Je m’assois et j’attends. Incertain de ce à quoi il ressemblera maintenant, 32 ans plus tard, je me souviens de ses cheveux blonds sales et envahissants et de son demi-sourire, espérant peut-être cacher des dents tordues et négligées. C’était peut-être la drogue ou la malnutrition qui accompagne la dépendance. Il était pauvre aussi ; sa mère les a quittés. Elle a abandonné ses cinq enfants, les laissant à la garde de son mari, pendant qu’elle partait épouser un autre homme et avait ses enfants. Ayant quatre enfants à moi, je laisse la gravité de cela peser sur moi pendant que je continue d’attendre, de penser à sa disparition, simplement debout un jour et partant. A-t-elle fait ses bagages ou est-elle simplement sortie sous le soleil éclatant de l’après-midi en passant l’aspirateur sur les tapis ? Peut-être a-t-elle attendu d’entendre le ronflement laborieux d’un homme qu’elle n’aimait plus et de se glisser dans un linceul de ténèbres ? J’ai entendu une rumeur quelque part, même si je ne me souviens plus de quoi il s’agissait. Mon frère est resté en contact avec le côté paternel de la famille, même après son départ.

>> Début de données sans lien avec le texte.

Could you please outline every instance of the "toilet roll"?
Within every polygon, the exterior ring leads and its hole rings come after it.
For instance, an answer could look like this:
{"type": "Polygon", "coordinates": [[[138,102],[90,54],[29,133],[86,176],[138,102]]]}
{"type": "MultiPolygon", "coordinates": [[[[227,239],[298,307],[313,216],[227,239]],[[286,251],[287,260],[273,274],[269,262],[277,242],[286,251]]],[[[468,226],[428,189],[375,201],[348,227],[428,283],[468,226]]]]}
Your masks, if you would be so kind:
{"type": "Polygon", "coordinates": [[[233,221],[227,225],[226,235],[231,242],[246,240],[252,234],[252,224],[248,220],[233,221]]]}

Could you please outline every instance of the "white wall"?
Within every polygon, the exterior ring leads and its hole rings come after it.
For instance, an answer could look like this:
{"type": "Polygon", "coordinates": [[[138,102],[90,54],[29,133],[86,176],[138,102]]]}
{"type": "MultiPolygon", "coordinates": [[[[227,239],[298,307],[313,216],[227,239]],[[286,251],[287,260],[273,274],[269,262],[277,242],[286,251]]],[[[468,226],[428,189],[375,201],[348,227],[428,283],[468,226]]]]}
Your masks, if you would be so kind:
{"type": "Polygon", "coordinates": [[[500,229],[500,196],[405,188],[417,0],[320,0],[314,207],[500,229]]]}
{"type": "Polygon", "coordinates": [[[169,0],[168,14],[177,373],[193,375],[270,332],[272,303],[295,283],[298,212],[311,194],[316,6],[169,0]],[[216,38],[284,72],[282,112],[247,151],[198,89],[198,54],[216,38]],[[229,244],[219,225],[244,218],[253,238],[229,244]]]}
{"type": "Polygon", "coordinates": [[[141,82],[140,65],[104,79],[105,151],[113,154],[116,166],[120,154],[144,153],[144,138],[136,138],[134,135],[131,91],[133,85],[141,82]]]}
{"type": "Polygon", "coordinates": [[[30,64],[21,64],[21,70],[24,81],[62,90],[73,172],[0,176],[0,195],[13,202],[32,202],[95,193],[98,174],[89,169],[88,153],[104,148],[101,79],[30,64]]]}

J’avais une paire de velours côtelé rose et une chemise blanche avec des nœuds en soie de couleur pastel. Le seul cadeau d’anniversaire qu’il m’ait jamais acheté. La soie était un tissu synthétique, pas réel. Mon père était fauché, tout son argent allait à la drogue et à soutenir sa femme, la nouvelle, celle qui ressemblait à ma mère. Je me demande si elle aussi était accro, alors que je regarde l’heure sur mon téléphone. Il est en retard, pas de façon alarmante, mais après tout ce temps, j’ai pensé qu’il serait ponctuel, comme si une telle chose pouvait rattraper la dernière fois qu’il nous avait quittés.

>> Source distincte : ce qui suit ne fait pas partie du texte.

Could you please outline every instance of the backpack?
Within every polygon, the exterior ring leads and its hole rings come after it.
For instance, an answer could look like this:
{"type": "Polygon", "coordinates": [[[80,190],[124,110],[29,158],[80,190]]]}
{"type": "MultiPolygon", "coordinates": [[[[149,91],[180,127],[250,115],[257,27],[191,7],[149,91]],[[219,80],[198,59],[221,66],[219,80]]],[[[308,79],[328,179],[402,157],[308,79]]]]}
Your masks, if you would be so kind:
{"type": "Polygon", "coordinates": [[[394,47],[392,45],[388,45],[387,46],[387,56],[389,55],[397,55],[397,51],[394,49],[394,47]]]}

« Ne lui faites jamais confiance », entendis-je dire ma grand-mère, bien qu’elle soit morte depuis un an maintenant. C’est la seule raison pour laquelle je le rencontre, la seule raison pour laquelle j’ai envoyé un message à Jim.

« Papa est sur Facebook », dit mon frère, qui habite deux États plus loin, puis il attend. « Il habite à une ville de chez vous avec sa femme et notre demi-sœur. »

Je le laisse couler.

***

« Savez-vous qui est cet homme ? chuchote ma mère adoptive alors que je me tiens à l’extérieur de l’église après avoir reçu ma première sainte communion. Ma mère, la biologique, est morte depuis moins d’un mois. Ses restes incinérés ont été expédiés à mi-chemin à travers le pays sur un vol Delta. Une crise d’épilepsie provoquée par une consommation de drogue continue et intensive, une surdose de drogue dont je n’aurais pas entendu parler pendant plus d’une décennie. Au lieu de cela, mes grands-parents ont essayé de me protéger de ma lignée dépendante de la toxicomanie en atténuant le coup avec une cause de décès moins insidieuse. Ma mère, disaient-ils, s’est noyée sous la douche.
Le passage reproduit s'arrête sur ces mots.